Are chemists anally retentive when it comes to chemical structures? Making sure that structures are error-free is certainly vital for a chemistry paper (and for an editor, one of the biggest headaches of the job). Just one wedge bond displayed as a hash could completely confuse the take-home message of a paper.
So imagine how annoying it would be if you saw a structure being repeatedly published with errors in it, and in lots of different places. This is just what has happened to Ian Fleming.
Back in 1967, he published a paper in Nature that finally nailed the absolute configuration of the structure of chlorophyll (Nature subscribers can see the paper here – it’s well worth a look). Yet he reckons that since then, whenever he has seen the structure reproduced, there is a 50:50 chance that the stereochemistry will be wrong.

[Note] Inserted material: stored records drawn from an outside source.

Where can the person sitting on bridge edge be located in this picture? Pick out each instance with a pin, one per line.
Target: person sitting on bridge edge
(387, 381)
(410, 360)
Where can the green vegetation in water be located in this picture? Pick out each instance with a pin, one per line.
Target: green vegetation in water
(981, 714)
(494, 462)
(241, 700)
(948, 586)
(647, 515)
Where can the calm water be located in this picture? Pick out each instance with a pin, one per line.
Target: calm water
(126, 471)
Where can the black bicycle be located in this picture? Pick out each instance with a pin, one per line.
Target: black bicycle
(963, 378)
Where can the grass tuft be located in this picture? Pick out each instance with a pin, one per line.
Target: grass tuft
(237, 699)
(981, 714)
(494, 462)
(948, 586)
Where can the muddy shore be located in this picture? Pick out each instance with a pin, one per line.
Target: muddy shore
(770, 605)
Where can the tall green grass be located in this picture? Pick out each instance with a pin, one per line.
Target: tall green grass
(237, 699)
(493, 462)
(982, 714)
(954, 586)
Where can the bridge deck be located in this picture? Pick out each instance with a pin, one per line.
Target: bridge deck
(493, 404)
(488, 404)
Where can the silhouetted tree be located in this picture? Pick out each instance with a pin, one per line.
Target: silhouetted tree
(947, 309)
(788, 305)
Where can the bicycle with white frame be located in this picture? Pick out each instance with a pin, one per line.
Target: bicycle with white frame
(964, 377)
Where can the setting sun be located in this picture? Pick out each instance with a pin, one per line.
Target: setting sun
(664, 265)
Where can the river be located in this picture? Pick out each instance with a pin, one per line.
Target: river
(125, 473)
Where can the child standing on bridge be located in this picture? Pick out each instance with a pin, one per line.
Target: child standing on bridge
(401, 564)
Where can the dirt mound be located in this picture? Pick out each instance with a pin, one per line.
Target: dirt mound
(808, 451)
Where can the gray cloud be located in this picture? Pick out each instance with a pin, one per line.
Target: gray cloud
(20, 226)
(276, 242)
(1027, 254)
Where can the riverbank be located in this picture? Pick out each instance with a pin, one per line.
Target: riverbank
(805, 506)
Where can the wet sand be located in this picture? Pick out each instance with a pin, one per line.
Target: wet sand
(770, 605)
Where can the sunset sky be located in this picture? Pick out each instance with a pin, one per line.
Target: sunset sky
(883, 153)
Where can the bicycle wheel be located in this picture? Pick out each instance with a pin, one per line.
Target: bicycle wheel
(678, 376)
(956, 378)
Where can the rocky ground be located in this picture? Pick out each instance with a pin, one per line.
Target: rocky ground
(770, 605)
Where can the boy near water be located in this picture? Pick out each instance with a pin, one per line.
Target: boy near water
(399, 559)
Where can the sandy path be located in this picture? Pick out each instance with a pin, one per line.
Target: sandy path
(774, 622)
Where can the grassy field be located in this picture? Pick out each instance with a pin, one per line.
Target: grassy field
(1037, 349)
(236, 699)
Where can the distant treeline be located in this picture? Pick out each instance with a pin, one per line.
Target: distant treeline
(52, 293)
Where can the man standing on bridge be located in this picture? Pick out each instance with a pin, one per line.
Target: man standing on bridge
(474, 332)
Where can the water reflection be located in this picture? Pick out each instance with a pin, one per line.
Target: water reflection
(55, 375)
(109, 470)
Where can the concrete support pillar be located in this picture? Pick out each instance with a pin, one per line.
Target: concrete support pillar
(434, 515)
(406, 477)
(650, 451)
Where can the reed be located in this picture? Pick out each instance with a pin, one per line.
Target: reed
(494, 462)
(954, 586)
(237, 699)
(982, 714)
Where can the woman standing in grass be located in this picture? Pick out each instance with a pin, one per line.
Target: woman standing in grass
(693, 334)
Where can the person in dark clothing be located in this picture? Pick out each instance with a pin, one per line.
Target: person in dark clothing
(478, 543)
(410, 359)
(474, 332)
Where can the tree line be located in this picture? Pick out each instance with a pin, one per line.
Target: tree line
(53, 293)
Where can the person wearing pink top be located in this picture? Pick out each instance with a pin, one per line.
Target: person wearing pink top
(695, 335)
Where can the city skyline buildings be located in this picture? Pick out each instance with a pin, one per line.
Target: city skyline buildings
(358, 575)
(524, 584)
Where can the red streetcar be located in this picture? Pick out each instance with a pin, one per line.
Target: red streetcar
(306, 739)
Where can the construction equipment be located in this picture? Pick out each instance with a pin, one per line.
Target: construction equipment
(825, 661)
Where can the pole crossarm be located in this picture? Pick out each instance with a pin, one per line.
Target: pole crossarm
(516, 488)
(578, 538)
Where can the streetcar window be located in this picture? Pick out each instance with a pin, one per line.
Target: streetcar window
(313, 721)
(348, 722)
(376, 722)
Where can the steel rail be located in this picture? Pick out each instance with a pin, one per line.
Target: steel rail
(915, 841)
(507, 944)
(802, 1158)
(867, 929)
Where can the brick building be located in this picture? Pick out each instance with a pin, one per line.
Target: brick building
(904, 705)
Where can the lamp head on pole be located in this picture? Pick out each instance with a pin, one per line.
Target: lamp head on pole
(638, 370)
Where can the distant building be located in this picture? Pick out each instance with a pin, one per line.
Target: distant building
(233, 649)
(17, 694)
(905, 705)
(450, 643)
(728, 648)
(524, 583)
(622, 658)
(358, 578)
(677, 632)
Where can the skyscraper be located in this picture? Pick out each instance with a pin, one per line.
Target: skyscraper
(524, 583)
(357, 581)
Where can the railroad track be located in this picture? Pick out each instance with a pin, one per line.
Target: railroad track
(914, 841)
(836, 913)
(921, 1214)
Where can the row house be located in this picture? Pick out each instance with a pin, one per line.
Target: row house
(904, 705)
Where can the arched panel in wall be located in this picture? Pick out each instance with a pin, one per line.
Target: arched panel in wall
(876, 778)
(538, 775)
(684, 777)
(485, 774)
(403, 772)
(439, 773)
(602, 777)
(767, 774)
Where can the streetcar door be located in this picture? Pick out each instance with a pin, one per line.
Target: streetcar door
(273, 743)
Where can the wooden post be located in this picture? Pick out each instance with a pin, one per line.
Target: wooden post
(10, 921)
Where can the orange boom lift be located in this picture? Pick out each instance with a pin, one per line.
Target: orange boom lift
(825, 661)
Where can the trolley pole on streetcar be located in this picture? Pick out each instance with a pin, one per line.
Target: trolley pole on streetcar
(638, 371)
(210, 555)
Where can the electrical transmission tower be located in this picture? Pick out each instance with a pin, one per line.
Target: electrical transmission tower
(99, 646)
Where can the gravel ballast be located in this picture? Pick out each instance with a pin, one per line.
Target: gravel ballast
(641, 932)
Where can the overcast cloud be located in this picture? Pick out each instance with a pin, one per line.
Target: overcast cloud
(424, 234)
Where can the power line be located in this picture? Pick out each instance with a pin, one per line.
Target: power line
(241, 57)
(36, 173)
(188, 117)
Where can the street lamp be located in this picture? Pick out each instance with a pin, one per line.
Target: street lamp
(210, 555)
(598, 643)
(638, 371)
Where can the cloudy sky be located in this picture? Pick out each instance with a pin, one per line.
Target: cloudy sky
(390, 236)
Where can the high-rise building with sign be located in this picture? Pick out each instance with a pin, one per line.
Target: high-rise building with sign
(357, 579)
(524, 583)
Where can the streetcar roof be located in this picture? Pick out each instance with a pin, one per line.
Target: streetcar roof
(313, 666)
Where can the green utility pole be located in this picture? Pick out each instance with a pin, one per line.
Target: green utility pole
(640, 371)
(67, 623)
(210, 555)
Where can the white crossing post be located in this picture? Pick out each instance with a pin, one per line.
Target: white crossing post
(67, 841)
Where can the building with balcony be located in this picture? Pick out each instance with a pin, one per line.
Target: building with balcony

Over the years, he’s tried to correct this where possible, including, on one occasion, an incorrect structure on a book cover. But it still happens. Out of curiosity, I had a look at the structure on Wikipedia – and sure enough, it was wrong (see for yourself, but be quick; I’ll contact them shortly to get it corrected). The actual structure can be found here at PubChem.
Who knows how often this happens? But then again, if a structure appears somewhere that isn’t necessarily directed at chemists (such as in the Wikipedia entry), does it really matter? Is it just the chemist’s equivalent of getting upset about the incorrect use of an apostrophe? I think it does matter – especially in sources on the web, which are increasingly being mined for technical information. But if you think I should just take a cold shower and calm down, by all means let me know.
Andrew Mitchinson (Associate editor, Nature).